Early December 1966. It’s a bitter cold day in New York City. A blizzard has left the usually bustling city streets deserted-empty but for a few stranded taxi cabs and some vacated corner stands. Smoke from the subway rose up from the metal grates in the sidewalk-that smoke the only thing warm for miles around, fought the cold winter air, trying to reclaim the city. It’s a losing battle though, the cold has taken over and won the battle on this particular winter day.
Ed walks the streets alone, trying to navigate through the drifts of snow, brief fogs of smoke from the underground subway, and rows of stranded cabs and empty newsstands obscure his path. He’s never been to New York before. On leave from the Army mid way through a tour of duty in Vietnam, he’s happy to be “home” even if it means being stuck in downtown Manhattan in what the papers are reporting as “the blizzard of the century.” It’s better than being shot at in the jungle. Not like he would know fully-being a radio operator and repair technician, he’s stationed on a navy ship just off the coast and clandestinely boated in when a tower needs adjustment or a unit needs repair. Even though he’s been stationed in Vietnam for over a year, he’s spent less than two days on dry land, spending the majority of his time in a small bunk on a large battleship just off the shoreline.
He spots a stranded family, father, mother straddling an infant chid, and another young child in tow. The family struggles to walk in the driving snow, clinging together, he watches as they traverse the snowscape. He wonders about the family. Where are they from? Where are they going? How will they survive these empty city streets in this bitter cold?

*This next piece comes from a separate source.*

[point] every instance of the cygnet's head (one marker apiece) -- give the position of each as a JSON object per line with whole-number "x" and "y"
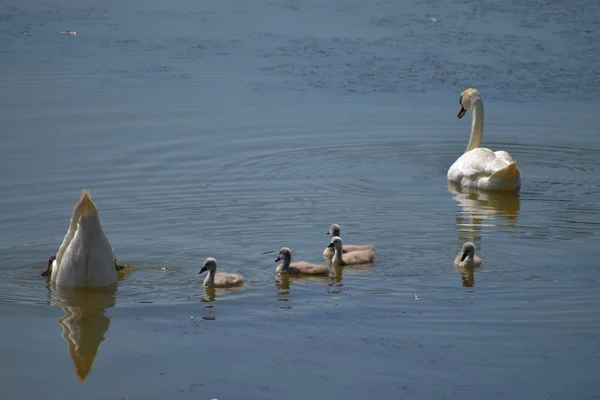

He adjusts his tie several times before putting on his heavy winter coat. The papers said snow today so he’s adding heavy layers, but he still wants to look his best. It’s an important day. Nervous, he paces up and down the long hallway of his brownstone, waiting for his wife to ready their two children. This is a day he’s been waiting for-the day he is to be sworn in as an attorney for the State of New York. He’s come this far and now fidgets during the last few minutes waiting. He wonders if he will make it to the service on time with all the snow that papers have reporter.
It’s blistery cold and snowing outside. The young couple travel with difficulty to the district courthouse. With two children, one an infant, travel in the city is almost impossible. The young family snakes its way around mountains of snow, stranded cabs, and empty newsstands, en route to the courthouse.
The baby cries as the father raises his right hand and takes the oath. The judge says, “I’m going to keep this short,” and performs the rest of the service. “Go home now,” he says, “the weather is turning. And please take care of that baby.”
Besides the wintery cold and blizzard conditions in New York, what do these two stories have in common?
Ed, the stranded army radio operator survived his tour of duty, returned to the ‘States, and got a job working with computers in a high-tech company.
The infant child grew, attended school, eventually completed engineering school, and secured her first job working at the same high-tech company as Ed.
I worked with Ed for almost four years before we figured out we had met before, a long time ago, on the bitter cold streets of New York during what the papers had dubbed, “the blizzard of the century.”
Are you a child of destiny? Do you believe there are a finite number of people you must meet before you die? Or is it all just happenstance?
Memento mori works in mysterious ways.